FENG: That's Abdullah Han, a Chinese bitcoin miner and the founder of Meer Energy, which sells mining hardware. Bitcoin mining takes a lot of electricity to power all the computer servers, so people like Han set up data centers in rural Chinese villages to tap into these unused renewable energy sources.

HAN: So we enjoy the lowest price of industrial electricity. And sometime we were - when we were invited by the local government, they would give us, like, industry perk. And from that industry perk, they would give us, like, a lot of benefit from tax treatment and everything.

FENG: But a backlash was brewing. And last May, China cut the cord on bitcoin mining. Here's one Chinese miner, K.C. Tang.

K C TANG: The next day, we already heard some of mining farms being shutting down, and that mining farm was, like, huge. They have, like, tens of thousand machines. So we start realizing, like, the government is being serious.

FENG: The Chinese government had had enough. It found the unregulated cryptocurrency a dangerous idea, and it blamed miners for sucking up too much power. For years, it made it hard for people in China to buy and sell bitcoin. Now it's getting ready to outlaw mining. Thus began the great mining migration. Tang is trying to find a new country to plug in his mining hardware.

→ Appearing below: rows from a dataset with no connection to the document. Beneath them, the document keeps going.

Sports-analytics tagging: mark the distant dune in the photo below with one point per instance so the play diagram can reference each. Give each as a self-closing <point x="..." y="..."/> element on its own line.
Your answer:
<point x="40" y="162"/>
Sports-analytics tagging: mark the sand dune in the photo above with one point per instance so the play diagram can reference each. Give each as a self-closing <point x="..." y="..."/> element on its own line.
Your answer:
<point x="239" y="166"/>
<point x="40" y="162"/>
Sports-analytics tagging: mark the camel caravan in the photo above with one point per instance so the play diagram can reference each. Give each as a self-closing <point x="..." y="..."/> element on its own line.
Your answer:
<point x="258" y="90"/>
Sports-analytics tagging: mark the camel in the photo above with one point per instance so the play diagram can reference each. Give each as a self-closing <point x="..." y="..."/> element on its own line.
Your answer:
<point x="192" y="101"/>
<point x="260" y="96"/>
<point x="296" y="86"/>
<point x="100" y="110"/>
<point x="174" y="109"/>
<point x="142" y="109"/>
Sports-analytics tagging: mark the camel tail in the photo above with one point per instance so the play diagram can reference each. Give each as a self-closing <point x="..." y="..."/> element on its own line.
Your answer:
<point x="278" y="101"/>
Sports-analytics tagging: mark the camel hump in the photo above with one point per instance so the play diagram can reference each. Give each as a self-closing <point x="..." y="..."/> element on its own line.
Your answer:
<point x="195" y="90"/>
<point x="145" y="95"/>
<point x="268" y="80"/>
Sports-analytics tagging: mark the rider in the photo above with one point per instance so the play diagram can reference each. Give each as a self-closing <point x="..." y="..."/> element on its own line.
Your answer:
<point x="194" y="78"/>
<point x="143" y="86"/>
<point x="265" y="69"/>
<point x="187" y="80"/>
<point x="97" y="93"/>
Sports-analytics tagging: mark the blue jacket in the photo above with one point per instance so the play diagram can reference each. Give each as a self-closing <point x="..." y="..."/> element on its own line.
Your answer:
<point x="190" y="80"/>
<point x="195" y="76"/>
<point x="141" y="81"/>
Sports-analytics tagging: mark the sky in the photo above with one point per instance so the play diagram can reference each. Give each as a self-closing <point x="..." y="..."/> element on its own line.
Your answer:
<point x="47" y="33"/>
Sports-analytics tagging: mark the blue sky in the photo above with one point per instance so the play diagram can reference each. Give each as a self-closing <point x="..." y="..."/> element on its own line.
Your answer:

TANG: I do not want to say about my numbers. I will say the total now is counting millions.

FENG: Kazakhstan and Russia are two leading contenders because power there is cheap, but infrastructure is not great. And Tang says he is afraid that Russia, like China, could seize his servers.

TANG: Maybe the government's not only shutting down the operation, but also take all your machines. You might lose everything. So United States is a safe choice.

FENG: Hence why a once-quiet field in Nebraska is now humming with bitcoin mines.

RUWITCH: Almost overnight during the summer, China went from being home to around three-quarters of all bitcoin mining to basically none. And by last fall, the U.S. commanded the biggest share, according to Britain's Cambridge Centre for Alternative Finance.


RUWITCH: For Kearney, it's been a windfall. The city sits near the middle of the U.S. It's bisected by one of America's busiest rail lines and Interstate 80. It's in a good spot and not just geographically. Stan Clouse, the mayor, says unemployment is low, the demographics are good and land is plentiful.

STAN CLOUSE: We're fairly diverse in our economic profile, but we felt that technology was one area where we needed to step up, develop a tech park, recruit tech industries.

RUWITCH: After a failed bid to host a Facebook facility in Kearney, the town brought in Compute North. It opened here in 2019. By this past summer, when crypto miners started fleeing China, it was poised for expansion. Bureaucratic hang-ups in China and infrastructure bottlenecks in the U.S. have slowed the mining migration. But towns in places like Texas, upstate New York and Wyoming are scrambling to build facilities for miners and craft business-friendly regulation. Dave Perrill from Compute North says this is all good.

PERRILL: Because one of the criticisms of bitcoin is that it was "controlled by China," quote-unquote, that if you had over 50% of the hash rate, you could potentially do nefarious things. So the idea that it's, you know, moved to the U.S. and it's gotten even more diversified, I think, overall is a good story.

RUWITCH: Lamont Black is a professor of finance at DePaul University. He teaches a class on blockchain, the decentralized ledger technology at the heart of cryptocurrencies. He says China's crackdown and the flow of mining to the U.S. will probably be good for America's overall blockchain ecosystem. If the coins are minted here, it could spur innovation around the technology.

LAMONT BLACK: We're seeing an institutionalization of crypto that's becoming more mainstream, more regulated. And I think if we can facilitate that in countries like the U.S., then I think that gives us global competitive advantage.

RUWITCH: And global competitive advantage could be crucial in an industry that many think will be as transformative as the internet.

John Ruwitch, NPR News, Kearney, Neb.

FENG: And Emily Feng, NPR News, in Beijing.